Мастер Шурупчик подошел поближе к Бержиану и стал внимательно всматриваться ему в глаза:
– Бержиан, не дурачься!
Хотя он знал, что Бержиан не дурачится.
– Я ослеп, – проговорил Бержиан.
– Как могло это случиться?! Отчего?! – вскричал Флейтик.
– А мы тут оставили его, бедняжку, одного страдать от слепоты! Даже не заглянули к нему! – расплакалась Энци Клопедия.
– Не орите! – прикрикнул на них мастер Шурупчик. – Скажи, что же все-таки случилось?
– Ночи… – бормотал Бержиан.
– Какие ночи?!
– Я здесь сидел в ожесточении и весь кипел от злости.
– Это мы заметили, – тотчас же добавила Клопедия.
– К сожалению. Не сердитесь, – сказал Бержиан.
– Ты начал говорить о ночах… – напомнил ему Флейтик.
– Вы, конечно, уже видели, – начал Бержиан, – как со стороны леса прокрадывается в город ночь. Сначала она заполняет темные уголки садов. Потом узенькие улочки. Постепенно она затемняет и просторные площади. Наконец, достигает верхушек печных труб.
– Конечно, видели, – подтвердил мастер Шурупчик. – Так уж в мире заведено. Ночь сменяет день, день сменяет ночь.
– Но то, что со мной произошло, совсем не заведено, – с горечью произнес Бержиан. – Ночь тихонько прокралась через окно, немного пошаталась по комнате и – пожалуйста: хоп! – прямо мне на глаза. И стало черным-черно.
– Но потом наступает утро, приходит свет и – хоп! – темнота исчезает, черная пелена спадает с глаз, и становится светло! – весело сказала Энци Клопедия.
– Разумеется, – кивнул головой Бержиан. – Обычно так и происходит. Но однажды утром я почувствовал сильную тяжесть в ногах. Словно к ногам мне подвесили пудовые гири. Весь день я ломал голову над тем, что бы это значило. Потом наступил вечер, а затем на смену ему пришла ночь. Мрак закрыл мне глаза черной пеленой. И утром – пожалуйста! – уже не только ноги отяжелели, но и поясница; такое ощущение, будто от ступней до пояса все налито свинцом.
– Боже мой! – вскричал Флейтик. – Значит, мрак и темнота не вышли из тебя полностью?
Бержиан снова грустно кивнул головой.
– Не продолжай! – испуганно проговорила маленькая Клопедия. – На третий день темнота вошла в тебя уже по грудь?
– По шею, – горько усмехнувшись, поправил ее Бержиан.

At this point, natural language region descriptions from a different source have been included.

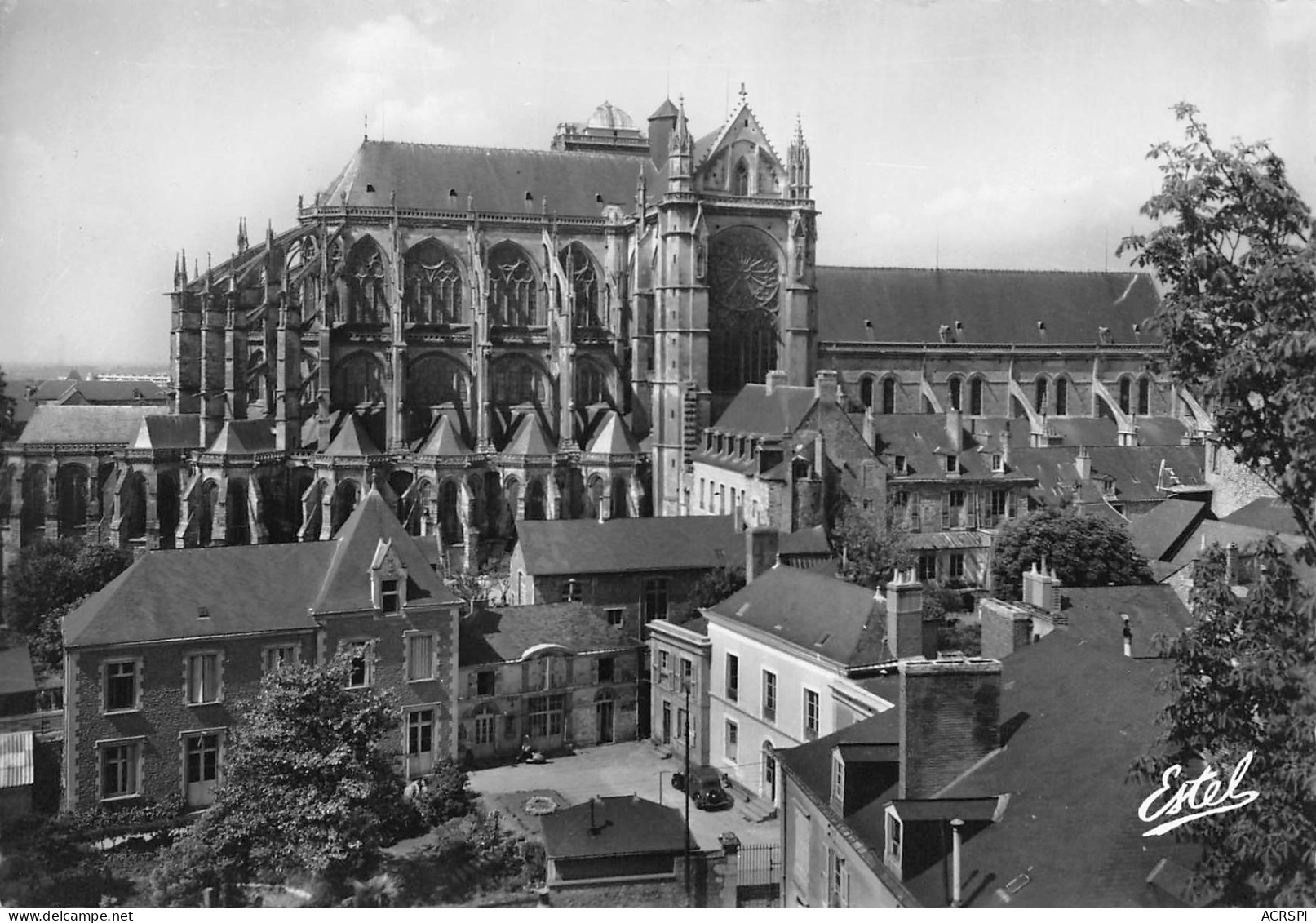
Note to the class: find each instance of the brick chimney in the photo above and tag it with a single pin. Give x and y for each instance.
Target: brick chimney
(761, 544)
(949, 721)
(1006, 628)
(904, 615)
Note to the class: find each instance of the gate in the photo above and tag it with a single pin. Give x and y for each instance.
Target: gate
(758, 876)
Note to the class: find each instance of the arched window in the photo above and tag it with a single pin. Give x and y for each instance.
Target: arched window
(512, 296)
(742, 302)
(581, 272)
(740, 178)
(516, 381)
(592, 384)
(358, 379)
(366, 302)
(432, 290)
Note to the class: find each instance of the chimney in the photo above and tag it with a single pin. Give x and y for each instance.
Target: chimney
(949, 721)
(904, 615)
(761, 545)
(826, 386)
(1006, 628)
(955, 429)
(1083, 464)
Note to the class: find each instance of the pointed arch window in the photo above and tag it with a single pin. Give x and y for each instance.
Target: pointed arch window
(581, 272)
(432, 290)
(512, 289)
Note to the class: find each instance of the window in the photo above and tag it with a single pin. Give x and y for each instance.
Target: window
(545, 715)
(203, 678)
(928, 566)
(281, 655)
(420, 732)
(390, 601)
(811, 714)
(654, 602)
(485, 726)
(122, 685)
(362, 663)
(118, 770)
(420, 657)
(486, 682)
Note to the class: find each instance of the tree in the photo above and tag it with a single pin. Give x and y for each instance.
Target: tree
(1244, 681)
(51, 575)
(309, 789)
(1238, 315)
(871, 545)
(1238, 323)
(1083, 551)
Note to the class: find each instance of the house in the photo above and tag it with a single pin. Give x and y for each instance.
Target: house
(162, 663)
(558, 674)
(786, 456)
(792, 656)
(615, 839)
(940, 802)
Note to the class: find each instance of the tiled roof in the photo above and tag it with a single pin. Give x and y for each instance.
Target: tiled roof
(493, 180)
(1071, 824)
(250, 588)
(496, 635)
(623, 826)
(755, 412)
(1265, 513)
(993, 306)
(819, 614)
(85, 424)
(1161, 531)
(665, 543)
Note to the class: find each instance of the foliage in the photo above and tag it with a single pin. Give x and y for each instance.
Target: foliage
(1083, 551)
(311, 789)
(1236, 261)
(51, 575)
(873, 545)
(1244, 681)
(711, 589)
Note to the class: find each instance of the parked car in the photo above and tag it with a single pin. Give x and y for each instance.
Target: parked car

– А это означает, – поднял кверху палец Флейтик, – что и сегодня темнота еще не ушла из тебя. Ты наполнен мраком от ступней до самой макушки. Поэтому-то ничего и не видишь.
– Да, – ответил Бержиан. – Если вы не шутите и сейчас действительно утро, то, очевидно, со мною так все и случилось…
– Утро?! – переспросил мастер Шурупчик осуждающим тоном. – Уже полдень, Бержиан! И все сияет вокруг. Идет снег.
– Значит, сомнений нет, – мрачно заключил Бержиан, – я переполнен темнотой и мраком.
Трое друзей беспомощно переглянулись.
– О боже, что же нам теперь делать? – испуганно прошептала Клопедия.
Но тут Флейтик вдруг радостно сверкнул глазами:
– Не беда, Бержиан, не беда! Рано или поздно ты разозлишься. Как только это произойдет, сразу кричи: «Темнота, прочь из меня!»
– Ты думаешь, мне самому это не приходило в голову? – грустно ответил Бержиан. – Но беда как раз в том, что я никак не могу разозлиться. Мне просто страшно. И чем больше я хочу разозлиться, тем сильнее меня охватывает страх. У меня такое предчувствие, что я никогда уже больше не увижу ваши лица.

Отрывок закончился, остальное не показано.